What is eczema?
The word eczema comes from the Greek word ekzema and means to boil over. It is a fit description since people with eczema literally have a problem with an overproduction of epidermal cells resulting in red, itchy, scaling skin. Eczema can be an acute problem or a chronic problem although those with a short term problem are generally diagnosed as having dermatitis. Actually eczema is known by many names including: atopic eczema, dermatitis, contact dermatitis, xerotic eczema and seborrhetic dermatitis. While these are all forms of skin rashes, they are all considered under the family of eczema.
What causes eczema?
Skin health is a combination of internal factors and external factors. There is a lot of debate in the medical community regarding what causes eczema and the real answer is that we don’t know. Some believe that an over clean environment is the cause and that a lack of exposure to bacteria growing up has caused people to have asthma and allergies. Others believe that eczema is an allergic reaction to the feces of dust mites. There is also evidence that eczema could be related to food allergies, such as the consumption of dairy products. If the body is unable to handle certain foods, it stands to reason that the skin could become inflamed and irritated in the body’s attempt to deal with the offending substances.
What is the treatment for eczema?
Unfortunately since we do not really know the cause of eczema, we also do not really have a cure for eczema. That means that most treatments aim to reduce the symptoms of eczema, namely the redness, itching and scaling that occurs. Some doctors prescribe corticosteroids to control the symptoms, but there are negative side effects associated with long term use.
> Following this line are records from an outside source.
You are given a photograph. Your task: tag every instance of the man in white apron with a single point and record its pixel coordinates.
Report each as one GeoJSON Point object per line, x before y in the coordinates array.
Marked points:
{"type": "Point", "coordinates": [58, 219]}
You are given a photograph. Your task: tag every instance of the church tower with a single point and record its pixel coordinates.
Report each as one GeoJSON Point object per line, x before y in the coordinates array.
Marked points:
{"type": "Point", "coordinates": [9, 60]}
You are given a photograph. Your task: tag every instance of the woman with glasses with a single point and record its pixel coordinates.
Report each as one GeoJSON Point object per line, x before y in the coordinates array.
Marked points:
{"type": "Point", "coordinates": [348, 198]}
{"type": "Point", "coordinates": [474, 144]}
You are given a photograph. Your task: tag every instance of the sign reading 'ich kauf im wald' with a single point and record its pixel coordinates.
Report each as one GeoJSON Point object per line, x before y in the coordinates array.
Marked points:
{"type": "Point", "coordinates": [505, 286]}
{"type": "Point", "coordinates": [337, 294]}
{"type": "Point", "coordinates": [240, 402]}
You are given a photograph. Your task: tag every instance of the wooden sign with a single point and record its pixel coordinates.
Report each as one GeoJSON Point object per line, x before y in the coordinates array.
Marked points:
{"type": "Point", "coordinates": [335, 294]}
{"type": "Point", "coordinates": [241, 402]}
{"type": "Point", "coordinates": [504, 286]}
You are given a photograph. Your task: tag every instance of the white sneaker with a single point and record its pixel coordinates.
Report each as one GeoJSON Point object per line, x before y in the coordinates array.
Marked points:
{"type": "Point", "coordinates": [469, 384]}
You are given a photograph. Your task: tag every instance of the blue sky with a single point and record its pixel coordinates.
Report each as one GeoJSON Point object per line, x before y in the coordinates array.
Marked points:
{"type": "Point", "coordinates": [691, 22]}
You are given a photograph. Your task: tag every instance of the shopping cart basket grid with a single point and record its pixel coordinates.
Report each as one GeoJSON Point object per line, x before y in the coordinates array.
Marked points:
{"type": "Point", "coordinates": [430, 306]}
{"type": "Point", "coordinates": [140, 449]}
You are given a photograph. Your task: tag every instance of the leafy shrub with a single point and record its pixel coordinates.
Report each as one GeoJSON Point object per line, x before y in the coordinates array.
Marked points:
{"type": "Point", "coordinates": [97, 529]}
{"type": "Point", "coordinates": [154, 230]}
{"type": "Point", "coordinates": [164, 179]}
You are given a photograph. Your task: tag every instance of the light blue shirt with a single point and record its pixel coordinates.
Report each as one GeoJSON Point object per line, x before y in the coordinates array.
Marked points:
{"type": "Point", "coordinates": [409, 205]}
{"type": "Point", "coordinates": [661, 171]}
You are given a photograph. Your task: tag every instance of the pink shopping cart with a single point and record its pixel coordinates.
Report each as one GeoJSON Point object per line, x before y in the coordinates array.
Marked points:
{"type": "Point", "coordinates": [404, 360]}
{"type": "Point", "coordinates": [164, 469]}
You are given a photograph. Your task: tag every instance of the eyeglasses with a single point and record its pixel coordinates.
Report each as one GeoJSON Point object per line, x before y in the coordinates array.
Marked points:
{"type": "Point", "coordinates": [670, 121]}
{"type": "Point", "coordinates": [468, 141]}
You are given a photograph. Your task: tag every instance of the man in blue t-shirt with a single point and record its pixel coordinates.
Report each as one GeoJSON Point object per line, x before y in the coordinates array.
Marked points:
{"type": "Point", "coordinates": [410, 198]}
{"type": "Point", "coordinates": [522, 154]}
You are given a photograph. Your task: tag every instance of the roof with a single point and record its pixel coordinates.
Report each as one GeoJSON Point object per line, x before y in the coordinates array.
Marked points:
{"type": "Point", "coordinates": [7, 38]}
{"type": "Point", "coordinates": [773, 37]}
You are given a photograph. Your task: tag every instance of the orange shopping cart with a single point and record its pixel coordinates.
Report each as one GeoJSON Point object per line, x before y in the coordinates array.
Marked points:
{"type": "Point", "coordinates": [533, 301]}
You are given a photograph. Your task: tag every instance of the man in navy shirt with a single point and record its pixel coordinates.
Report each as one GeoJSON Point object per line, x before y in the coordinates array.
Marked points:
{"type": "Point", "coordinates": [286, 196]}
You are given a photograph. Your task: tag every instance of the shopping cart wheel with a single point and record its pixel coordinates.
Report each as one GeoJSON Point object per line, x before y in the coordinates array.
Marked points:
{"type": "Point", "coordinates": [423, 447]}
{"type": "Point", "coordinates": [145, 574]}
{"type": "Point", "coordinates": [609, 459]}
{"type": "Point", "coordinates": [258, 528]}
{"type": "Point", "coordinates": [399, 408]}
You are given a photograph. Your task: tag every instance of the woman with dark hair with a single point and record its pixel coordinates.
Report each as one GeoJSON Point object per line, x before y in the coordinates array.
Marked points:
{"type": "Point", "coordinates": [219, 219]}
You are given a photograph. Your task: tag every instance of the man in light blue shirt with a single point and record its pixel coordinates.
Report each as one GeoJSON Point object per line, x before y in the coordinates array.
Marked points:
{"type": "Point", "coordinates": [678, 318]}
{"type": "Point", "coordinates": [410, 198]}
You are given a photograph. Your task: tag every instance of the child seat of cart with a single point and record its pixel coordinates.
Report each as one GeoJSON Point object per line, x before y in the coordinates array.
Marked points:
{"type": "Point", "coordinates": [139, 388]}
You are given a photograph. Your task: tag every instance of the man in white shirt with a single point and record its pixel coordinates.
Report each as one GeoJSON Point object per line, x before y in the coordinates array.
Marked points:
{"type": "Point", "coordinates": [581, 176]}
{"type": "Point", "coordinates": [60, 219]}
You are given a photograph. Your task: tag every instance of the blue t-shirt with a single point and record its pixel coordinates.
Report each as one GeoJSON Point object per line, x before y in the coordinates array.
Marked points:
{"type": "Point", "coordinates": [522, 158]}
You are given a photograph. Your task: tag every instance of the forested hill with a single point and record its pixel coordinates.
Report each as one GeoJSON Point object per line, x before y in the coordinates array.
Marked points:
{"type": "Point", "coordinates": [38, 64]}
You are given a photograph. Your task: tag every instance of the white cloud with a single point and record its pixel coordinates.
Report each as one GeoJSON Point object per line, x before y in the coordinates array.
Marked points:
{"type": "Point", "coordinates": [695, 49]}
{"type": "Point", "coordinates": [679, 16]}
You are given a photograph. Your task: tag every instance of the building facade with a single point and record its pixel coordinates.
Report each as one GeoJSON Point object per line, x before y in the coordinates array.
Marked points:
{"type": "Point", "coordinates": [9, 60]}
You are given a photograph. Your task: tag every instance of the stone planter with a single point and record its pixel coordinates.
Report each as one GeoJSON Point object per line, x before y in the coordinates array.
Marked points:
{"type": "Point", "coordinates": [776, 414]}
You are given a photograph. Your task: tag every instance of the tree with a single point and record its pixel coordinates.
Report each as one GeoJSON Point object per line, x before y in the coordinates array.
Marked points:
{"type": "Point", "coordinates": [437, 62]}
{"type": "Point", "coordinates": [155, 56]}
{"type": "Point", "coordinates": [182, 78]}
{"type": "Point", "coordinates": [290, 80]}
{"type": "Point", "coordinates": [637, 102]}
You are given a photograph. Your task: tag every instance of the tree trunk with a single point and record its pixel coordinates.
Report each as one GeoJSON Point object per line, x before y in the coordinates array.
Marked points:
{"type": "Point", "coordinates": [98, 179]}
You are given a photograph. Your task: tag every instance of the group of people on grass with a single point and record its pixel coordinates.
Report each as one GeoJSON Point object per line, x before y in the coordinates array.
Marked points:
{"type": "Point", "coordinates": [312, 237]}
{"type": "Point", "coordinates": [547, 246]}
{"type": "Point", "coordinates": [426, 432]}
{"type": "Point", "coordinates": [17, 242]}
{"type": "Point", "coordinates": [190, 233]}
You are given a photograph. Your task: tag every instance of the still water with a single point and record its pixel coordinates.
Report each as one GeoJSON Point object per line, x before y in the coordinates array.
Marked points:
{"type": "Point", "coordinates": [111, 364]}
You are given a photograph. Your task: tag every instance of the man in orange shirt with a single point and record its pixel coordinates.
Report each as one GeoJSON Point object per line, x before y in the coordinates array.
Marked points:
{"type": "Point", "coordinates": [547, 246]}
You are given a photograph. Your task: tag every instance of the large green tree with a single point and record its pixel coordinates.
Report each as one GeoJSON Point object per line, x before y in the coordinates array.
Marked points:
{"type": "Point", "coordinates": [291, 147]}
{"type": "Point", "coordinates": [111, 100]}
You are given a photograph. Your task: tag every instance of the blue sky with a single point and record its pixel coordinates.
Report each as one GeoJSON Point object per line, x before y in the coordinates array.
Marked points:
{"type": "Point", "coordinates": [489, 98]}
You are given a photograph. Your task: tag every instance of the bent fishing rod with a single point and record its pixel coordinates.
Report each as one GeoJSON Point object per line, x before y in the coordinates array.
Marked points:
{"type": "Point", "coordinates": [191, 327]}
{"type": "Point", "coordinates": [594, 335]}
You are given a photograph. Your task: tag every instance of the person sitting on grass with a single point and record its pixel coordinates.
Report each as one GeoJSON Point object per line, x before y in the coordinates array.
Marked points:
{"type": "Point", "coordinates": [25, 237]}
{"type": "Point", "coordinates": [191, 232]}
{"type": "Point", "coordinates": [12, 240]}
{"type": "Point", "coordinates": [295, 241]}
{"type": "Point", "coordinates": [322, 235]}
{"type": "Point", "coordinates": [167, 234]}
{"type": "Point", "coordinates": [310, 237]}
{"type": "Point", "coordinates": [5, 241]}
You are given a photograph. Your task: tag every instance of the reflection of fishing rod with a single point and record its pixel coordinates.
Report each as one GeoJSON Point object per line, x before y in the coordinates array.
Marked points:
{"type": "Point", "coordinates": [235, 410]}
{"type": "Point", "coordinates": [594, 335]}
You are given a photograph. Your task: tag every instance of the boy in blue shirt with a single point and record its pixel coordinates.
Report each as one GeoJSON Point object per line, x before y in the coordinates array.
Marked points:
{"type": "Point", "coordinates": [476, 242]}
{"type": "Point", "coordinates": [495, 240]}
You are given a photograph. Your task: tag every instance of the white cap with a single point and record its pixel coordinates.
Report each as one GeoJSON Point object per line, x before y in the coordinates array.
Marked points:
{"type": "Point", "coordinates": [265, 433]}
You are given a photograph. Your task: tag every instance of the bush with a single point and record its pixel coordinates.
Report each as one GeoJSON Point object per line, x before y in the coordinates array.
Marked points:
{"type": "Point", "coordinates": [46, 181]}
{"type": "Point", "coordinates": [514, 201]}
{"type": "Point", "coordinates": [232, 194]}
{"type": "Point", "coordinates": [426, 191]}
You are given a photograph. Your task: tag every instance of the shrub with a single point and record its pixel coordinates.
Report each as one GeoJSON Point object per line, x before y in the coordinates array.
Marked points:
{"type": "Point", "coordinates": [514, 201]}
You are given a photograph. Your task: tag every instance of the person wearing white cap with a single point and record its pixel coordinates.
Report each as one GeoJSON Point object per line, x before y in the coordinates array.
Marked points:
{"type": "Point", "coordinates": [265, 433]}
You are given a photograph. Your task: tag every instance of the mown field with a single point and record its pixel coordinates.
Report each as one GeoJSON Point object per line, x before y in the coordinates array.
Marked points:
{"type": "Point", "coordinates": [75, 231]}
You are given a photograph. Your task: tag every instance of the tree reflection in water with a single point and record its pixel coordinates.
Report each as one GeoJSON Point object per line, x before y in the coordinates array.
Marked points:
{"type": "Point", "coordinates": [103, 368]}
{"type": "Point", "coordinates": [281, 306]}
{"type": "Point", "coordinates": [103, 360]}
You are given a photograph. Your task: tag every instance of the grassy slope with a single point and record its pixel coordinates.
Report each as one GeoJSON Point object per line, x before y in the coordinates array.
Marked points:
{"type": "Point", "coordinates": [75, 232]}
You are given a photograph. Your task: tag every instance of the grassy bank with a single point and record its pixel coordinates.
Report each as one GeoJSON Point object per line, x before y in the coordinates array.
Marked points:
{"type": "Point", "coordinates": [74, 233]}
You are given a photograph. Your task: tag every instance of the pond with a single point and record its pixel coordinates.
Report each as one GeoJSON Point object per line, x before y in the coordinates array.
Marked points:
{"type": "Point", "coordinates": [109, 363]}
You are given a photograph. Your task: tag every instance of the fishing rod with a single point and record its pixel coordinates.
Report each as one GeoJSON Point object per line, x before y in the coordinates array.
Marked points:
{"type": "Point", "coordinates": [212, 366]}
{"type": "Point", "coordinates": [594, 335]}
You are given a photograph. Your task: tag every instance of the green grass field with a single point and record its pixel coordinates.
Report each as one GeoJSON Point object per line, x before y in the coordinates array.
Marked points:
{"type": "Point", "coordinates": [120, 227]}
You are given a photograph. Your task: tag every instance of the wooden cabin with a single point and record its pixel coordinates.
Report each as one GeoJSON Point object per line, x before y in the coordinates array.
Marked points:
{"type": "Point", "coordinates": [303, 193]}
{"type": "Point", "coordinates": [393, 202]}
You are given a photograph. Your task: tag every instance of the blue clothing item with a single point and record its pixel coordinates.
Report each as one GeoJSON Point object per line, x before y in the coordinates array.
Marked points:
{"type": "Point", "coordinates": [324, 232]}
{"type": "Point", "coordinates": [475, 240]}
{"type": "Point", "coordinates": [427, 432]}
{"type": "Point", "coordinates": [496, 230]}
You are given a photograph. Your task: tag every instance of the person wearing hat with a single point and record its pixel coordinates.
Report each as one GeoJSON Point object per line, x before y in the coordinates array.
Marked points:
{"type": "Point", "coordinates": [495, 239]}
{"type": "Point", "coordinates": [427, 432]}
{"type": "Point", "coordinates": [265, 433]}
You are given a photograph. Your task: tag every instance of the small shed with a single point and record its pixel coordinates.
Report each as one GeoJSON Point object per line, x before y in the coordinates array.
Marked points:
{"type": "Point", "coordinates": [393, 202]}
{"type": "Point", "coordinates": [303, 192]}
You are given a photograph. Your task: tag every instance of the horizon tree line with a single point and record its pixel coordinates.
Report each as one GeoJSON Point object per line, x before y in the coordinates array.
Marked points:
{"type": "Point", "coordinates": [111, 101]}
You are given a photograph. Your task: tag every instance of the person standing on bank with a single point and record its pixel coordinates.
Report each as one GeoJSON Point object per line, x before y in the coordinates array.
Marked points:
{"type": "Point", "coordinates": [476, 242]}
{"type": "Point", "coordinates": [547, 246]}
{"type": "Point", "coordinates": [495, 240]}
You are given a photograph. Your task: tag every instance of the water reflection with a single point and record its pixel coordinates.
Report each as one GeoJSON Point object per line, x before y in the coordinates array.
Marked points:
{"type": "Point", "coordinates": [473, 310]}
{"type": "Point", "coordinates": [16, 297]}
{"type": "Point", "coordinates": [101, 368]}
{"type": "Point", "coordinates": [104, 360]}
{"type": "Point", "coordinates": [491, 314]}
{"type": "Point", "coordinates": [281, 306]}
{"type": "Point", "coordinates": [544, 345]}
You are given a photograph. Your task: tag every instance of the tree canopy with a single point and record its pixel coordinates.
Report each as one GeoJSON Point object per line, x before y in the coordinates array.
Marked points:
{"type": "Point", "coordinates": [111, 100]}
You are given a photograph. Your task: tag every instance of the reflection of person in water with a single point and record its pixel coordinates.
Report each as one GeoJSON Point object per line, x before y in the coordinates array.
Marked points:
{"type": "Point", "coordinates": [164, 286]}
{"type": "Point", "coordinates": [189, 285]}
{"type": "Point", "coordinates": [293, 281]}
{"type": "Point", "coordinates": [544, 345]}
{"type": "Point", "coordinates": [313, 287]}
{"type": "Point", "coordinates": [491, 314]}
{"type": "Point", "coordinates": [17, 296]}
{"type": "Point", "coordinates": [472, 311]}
These include a thinning of the skin and eventual atrophy. For most, this is not a good solution.
So many people have started looking toward nature for home remedies to treat eczema. One of the easiest remedies is sun exposure. UV radiation seems to help many people with the severity of their outbreaks. So if you live in a sunny area, spending some time outside in the sun might be a good idea. You would not want to put sunscreen on the areas affected by eczema since the point is to allow the UV radiation to hit these patches. You should however put sunscreen on any areas that do not have eczema.
Try experimenting with your diet to remove certain foods for two weeks and see what effect that has on your eczema. You should try eliminating one type of food every two weeks so that you can isolate the problem. Common foods which can cause food allergies include: dairy products, eggs, nuts, wheat, coffee and soy products.
Some people have found that bathing in salt water can help their eczema. Some people even travel to the Dead Sea in Israel to treat their skin ailments because of the supposed healing properties of the water and clay. One thing to keep in mind is that it may be painful to wash sores in salt water, so be prepared for some possible pain.